Lisa, after Steve Jobs's daughter (whose mother, as one commenter noted, was never married to Jobs).
17) Calvin Coolidge was known for his brevity. Although not necessarily shy, "Silent Cal" was certainly not verbose and rarely spoke at social gatherings. One evening at a dinner party, one senator's wife bet another that she could persuade the president to say three words over the course of the evening. What was Coolidge's response?
"You lose."
18) Certain people are deemed so important that they are not allowed to travel together, to reduce the risk that they will both be killed in an accident. The President and Vice-President of the US are two; Prince Charles and Prince William of the United Kingdom are two more. Two other people are not allowed to travel together, for fear that if they were to both die a certain critical secret would be lost forever. Who are they?
The two Coca-Cola Company employees who know the secret formula for Coca-Cola. Some of my sources state that the privileged two know not the formula for Coke proper, but the secret formula for "Merchandise 7X", which is the "secret ingredient" in Coca-Cola. I'd have accepted either answer, for what that's worth.
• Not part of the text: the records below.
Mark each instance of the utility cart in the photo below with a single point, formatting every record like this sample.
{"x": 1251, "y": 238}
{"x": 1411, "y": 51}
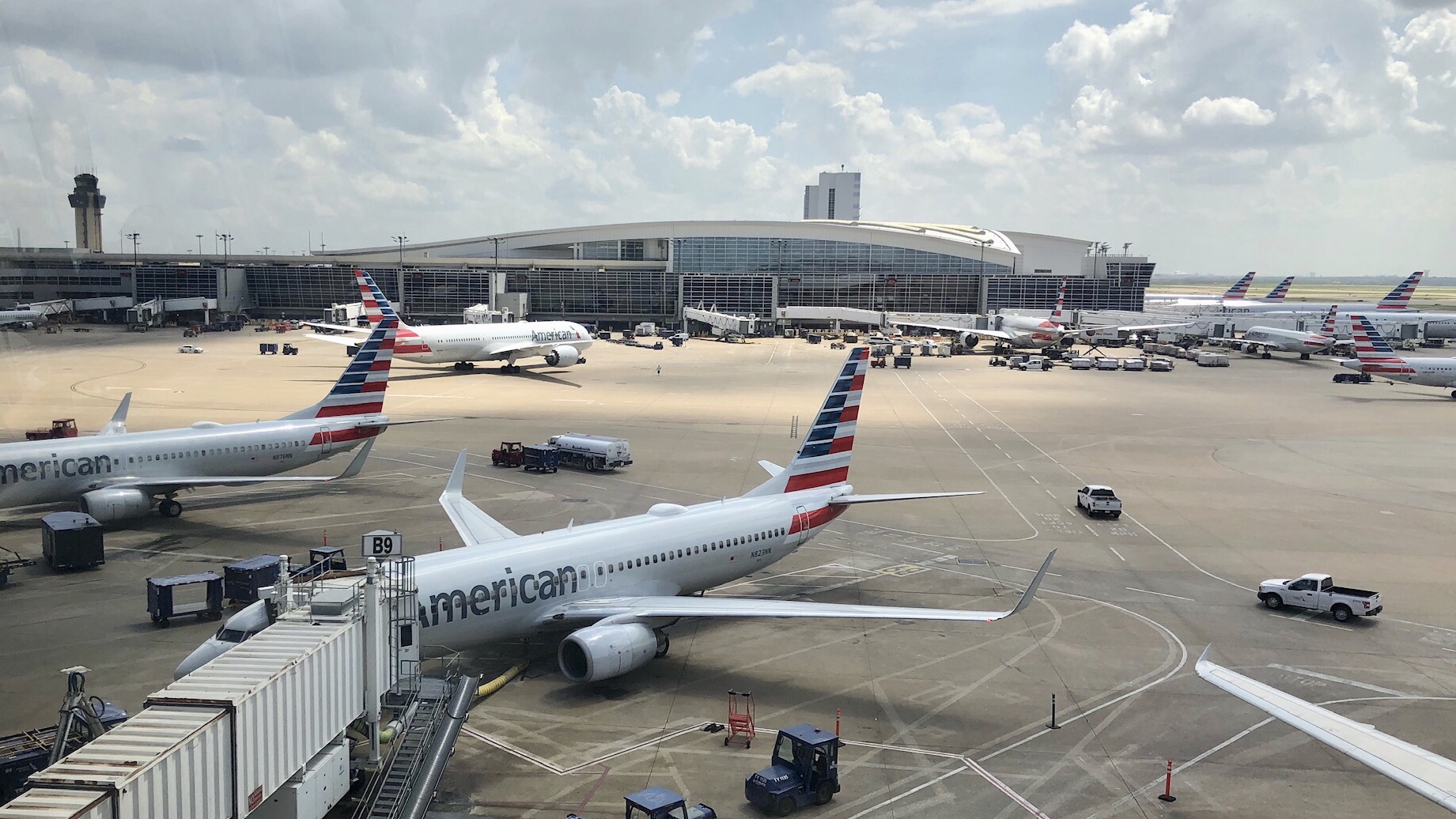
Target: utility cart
{"x": 162, "y": 597}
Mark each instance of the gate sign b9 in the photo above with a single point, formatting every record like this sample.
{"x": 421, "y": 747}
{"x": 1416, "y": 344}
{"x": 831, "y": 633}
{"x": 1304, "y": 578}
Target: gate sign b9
{"x": 384, "y": 543}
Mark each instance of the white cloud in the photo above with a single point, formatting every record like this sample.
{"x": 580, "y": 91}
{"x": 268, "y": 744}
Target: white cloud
{"x": 1227, "y": 111}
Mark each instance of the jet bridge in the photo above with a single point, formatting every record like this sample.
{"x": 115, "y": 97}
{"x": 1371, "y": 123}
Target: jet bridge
{"x": 265, "y": 729}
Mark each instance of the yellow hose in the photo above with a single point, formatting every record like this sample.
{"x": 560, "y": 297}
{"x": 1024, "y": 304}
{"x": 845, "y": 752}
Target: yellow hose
{"x": 500, "y": 681}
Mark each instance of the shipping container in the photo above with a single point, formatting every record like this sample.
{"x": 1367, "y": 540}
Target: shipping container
{"x": 292, "y": 690}
{"x": 59, "y": 803}
{"x": 161, "y": 764}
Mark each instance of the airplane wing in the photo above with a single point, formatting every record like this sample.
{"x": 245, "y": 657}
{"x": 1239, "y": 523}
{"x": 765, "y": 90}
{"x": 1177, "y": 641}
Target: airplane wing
{"x": 183, "y": 482}
{"x": 475, "y": 527}
{"x": 630, "y": 610}
{"x": 1414, "y": 767}
{"x": 119, "y": 419}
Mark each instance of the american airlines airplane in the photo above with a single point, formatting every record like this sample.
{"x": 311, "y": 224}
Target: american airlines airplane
{"x": 561, "y": 344}
{"x": 1030, "y": 332}
{"x": 1373, "y": 355}
{"x": 1265, "y": 341}
{"x": 621, "y": 583}
{"x": 119, "y": 474}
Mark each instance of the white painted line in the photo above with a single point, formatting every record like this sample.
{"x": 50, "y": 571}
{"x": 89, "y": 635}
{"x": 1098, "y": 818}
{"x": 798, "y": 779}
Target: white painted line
{"x": 1159, "y": 594}
{"x": 1340, "y": 680}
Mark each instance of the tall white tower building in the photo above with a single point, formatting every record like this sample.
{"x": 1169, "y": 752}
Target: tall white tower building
{"x": 836, "y": 197}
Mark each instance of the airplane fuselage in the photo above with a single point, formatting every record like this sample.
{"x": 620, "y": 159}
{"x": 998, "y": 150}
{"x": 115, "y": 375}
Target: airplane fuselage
{"x": 63, "y": 469}
{"x": 501, "y": 590}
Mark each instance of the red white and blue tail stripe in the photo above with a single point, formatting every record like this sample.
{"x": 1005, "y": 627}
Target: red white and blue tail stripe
{"x": 361, "y": 387}
{"x": 823, "y": 459}
{"x": 1239, "y": 289}
{"x": 1373, "y": 351}
{"x": 1400, "y": 299}
{"x": 1280, "y": 290}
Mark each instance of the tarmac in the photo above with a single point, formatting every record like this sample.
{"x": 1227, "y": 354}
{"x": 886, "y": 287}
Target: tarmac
{"x": 1227, "y": 476}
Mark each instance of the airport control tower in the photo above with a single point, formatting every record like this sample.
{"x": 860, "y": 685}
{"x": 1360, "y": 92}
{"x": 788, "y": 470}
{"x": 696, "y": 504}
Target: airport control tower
{"x": 88, "y": 202}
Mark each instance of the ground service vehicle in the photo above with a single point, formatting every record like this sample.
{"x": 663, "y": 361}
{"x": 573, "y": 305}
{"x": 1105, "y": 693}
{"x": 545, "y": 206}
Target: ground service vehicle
{"x": 661, "y": 803}
{"x": 804, "y": 768}
{"x": 1319, "y": 592}
{"x": 507, "y": 455}
{"x": 592, "y": 453}
{"x": 1099, "y": 500}
{"x": 60, "y": 428}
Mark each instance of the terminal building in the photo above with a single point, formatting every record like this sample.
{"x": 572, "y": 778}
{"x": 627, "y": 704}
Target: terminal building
{"x": 621, "y": 274}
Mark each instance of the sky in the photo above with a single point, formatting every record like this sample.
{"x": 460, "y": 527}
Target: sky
{"x": 1227, "y": 136}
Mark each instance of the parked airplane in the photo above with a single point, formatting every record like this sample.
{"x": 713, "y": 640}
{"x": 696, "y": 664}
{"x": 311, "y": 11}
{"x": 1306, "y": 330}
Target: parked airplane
{"x": 1276, "y": 339}
{"x": 27, "y": 318}
{"x": 561, "y": 344}
{"x": 1373, "y": 355}
{"x": 119, "y": 474}
{"x": 625, "y": 581}
{"x": 1414, "y": 767}
{"x": 1030, "y": 332}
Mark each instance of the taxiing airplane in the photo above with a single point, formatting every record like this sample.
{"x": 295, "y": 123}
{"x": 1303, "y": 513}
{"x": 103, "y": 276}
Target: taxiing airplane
{"x": 119, "y": 474}
{"x": 1030, "y": 332}
{"x": 622, "y": 582}
{"x": 1414, "y": 767}
{"x": 1373, "y": 355}
{"x": 561, "y": 344}
{"x": 1265, "y": 341}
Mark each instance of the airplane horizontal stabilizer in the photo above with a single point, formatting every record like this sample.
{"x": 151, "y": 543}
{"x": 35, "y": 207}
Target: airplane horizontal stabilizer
{"x": 475, "y": 527}
{"x": 1414, "y": 767}
{"x": 183, "y": 482}
{"x": 630, "y": 610}
{"x": 848, "y": 500}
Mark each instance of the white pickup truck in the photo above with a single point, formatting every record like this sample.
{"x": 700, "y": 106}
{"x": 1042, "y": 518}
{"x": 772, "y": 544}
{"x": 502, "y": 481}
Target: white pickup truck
{"x": 1099, "y": 500}
{"x": 1319, "y": 592}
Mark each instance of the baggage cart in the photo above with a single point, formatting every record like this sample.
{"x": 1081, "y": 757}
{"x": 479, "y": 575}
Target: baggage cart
{"x": 162, "y": 597}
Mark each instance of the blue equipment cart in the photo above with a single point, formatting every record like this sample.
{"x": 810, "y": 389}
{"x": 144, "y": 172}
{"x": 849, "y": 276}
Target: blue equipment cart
{"x": 161, "y": 598}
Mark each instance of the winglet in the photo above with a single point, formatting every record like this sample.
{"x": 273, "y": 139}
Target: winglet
{"x": 1035, "y": 582}
{"x": 119, "y": 419}
{"x": 357, "y": 464}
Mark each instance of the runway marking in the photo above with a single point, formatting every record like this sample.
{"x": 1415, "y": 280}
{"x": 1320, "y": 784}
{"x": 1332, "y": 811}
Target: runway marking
{"x": 1159, "y": 594}
{"x": 1340, "y": 680}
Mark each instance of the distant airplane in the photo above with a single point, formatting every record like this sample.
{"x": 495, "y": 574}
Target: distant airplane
{"x": 119, "y": 474}
{"x": 1030, "y": 332}
{"x": 1373, "y": 355}
{"x": 27, "y": 318}
{"x": 626, "y": 581}
{"x": 561, "y": 344}
{"x": 1276, "y": 339}
{"x": 1414, "y": 767}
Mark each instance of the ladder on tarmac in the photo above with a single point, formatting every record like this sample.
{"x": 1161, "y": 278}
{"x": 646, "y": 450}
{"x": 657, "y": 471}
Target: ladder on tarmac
{"x": 388, "y": 793}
Extra bonus trivia factoid: the secret ingredient for "New Coke" is supposedly named "Merchandise 7X-100".
19) On September 17, 1977 the Tennessee Valley Authority shut down a nuclear power plant at Knoxville, TN, for 17 days, for an unusual reason. What was that reason?
A reactor worker's overshoe fell into the reactor.
20) The reason for the Knoxville reactor shutdown was unusual, but hardly weird, all things considered. [Probably it's best that you don't let a reactor operate for too long with a foreign object inside it.] At the University of Florida there's a research reactor that is constantly being shut down and restarted for what one might consider a very weird reason. What is that?
The reactor needed to be shut down every time someone flushed a toilet in the building where the reactor is located.
Len on 11.23.04 @ 08:45 PM CST
Replies: 1 comment
on Wednesday, November 24th, 2004 at 1:49 PM CST, mike hollihan said
Great quiz, Len. I was surprised how many I either didn't know or only half-knew. Usually, I kick all kinds of ass with trivia challenges.
Speaking of Coke and "New" Coke, a commodities researcher noticed, during the "New Coke" fiasco of years ago, that Coca-Cola's pattern of sugar purchase was different before and after. When they brought back old Coke as "Classic Coke" they didn't buy the same sugars from the old suppliers, but bought cheaper sugars from Africa (or somewheres). Some have speculated that the whole "New Coke" thing was just a cover to be able to make the switch, and thereby increase profits!